In the name of awareness… In the name of an abuse which is still so much a secret… In the name of ruined children, crime, hatred and brutality— how much enactment is too much?
It’s been over 24 hours since I saw this movie, and my regular every day life has moved on. But my heart is still there, watching. Remembering. Aching.

11 thoughts on “Trade…

  1. I don’t know. Really, I don’t. I don’t watch movies that stay with me like that, color my days heavy gray, anymore — But I don’t have your job, Misty.So I will just send soothing thoughts your way.There’s a soothing post over at my blog. My recent posts have been kind of ranting about unschooling, so time for a pretty one. :)Good thoughts to you! (Can you feel them, like sunshine?) xxx

  2. My guess is that the images in that film will stay with you for a long time! So imagine the trauma for abused children and the sad thing is even with all the publicity about abuse we cannot make the world a completely safe place for our children.

  3. Chris~ I agree whole heartedly… As a sexual abuse victim myself, while men are imprisoned for two to five years, a victim has a life sentence. This is what I meant by it being an awareness film… I guess I wonder about the kids in this movie, enacting certain things… and I just wonder, at what line is it best not to cross when trying to push your point? For example- you can imply a rape just as successfully as filming out an entire one. Neither is more effective…

  4. *hug*I felt like that after watching “Little Children”… and compared to your description of this film, it was pretty tame. Watch one or two of your favorite films over again to try and get some better images into your brain….

  5. Laura~ I am headed to your blog now! I need the peace! Maggie~ YES! I did too, with that movie… Everytime I see a public pool I think of when he went there… ugh…

  6. I feel ya on the “too much” stuff.When I was in college, my World Literature prof wanted us to read a book about the tribal people of New Zealand – his home country. After a few chapters, I couldn’t take it any more because it was so graphic and vulgar.I told him in a written response that I didn’t think I needed to have all the gory details in order to realize that the life they lived was a hard and sad one. He didn’t agree and made a public announcement to the class to make sure everyone knew that you must read such things in order to understand.I still disagree.

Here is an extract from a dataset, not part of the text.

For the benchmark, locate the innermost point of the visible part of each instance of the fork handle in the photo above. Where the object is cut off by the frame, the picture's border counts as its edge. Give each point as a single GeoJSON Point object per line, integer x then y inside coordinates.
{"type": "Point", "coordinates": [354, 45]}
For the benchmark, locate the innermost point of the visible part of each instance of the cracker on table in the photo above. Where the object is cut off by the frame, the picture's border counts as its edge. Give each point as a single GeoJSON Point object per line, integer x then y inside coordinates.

  7. Hi Misty — Oh, geez — I changed the pretty song on my blog from Nora Jones’ sweet “Seven Years” to the blaring, strident “Ride of the Valkyries”! I was looking at that sweet Warrior Princess photo of Hay’s little one, and “Die Walkure” was on Live at the Met on NPR today, and I thought, hmm, Warrior Princess, Valkyrie — ! And changed the music! Not so soothing — it’ll make you jump out of your skin! I’m sorry. Nora Jones is still on the playlist, just further down. Have a good rest-of-the-day. :)

  8. I dont even know where to begin on this topic, so I dont think I will. It breaks me. I will just say that I am sending thoughts your way.

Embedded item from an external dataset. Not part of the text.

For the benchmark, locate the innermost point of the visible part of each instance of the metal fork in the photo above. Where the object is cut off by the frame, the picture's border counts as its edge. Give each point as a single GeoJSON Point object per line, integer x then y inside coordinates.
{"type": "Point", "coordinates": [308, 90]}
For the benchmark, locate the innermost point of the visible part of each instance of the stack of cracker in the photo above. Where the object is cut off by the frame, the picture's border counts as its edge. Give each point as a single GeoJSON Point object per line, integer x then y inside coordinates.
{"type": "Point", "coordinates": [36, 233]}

  9. Fascinating discussion. I find that my movie and TV watching habits are severely curtailed by the fact that I just cannot abide by any kind of gory, violent imagery. Real life is depressing enough. Like I need to see images of people being blown up and tortured and raped and God knows what else. No thank you!! This is a rule that I never break — anything that contains this kind of images, I don’t watch it. Period. I can’t handle it, particularly since I became a mom. And for what it’s worth I think the people that get their jollies out of watching these torture porn movies, like the “Saw” movies, have some kind of very serious mental illness. How can people be that lacking in empathy that they find this kind of thing entertaining?

  10. I completely agree! I don’t understand how people can stand the Saw movies, or similar. I enjoy a good suspenseful film, but even tv shows like CSI and the like… people get so upset that i won’t tune in, but I just think that real life is depressing enough. And really, should be give the sick people looking for suggestions, any?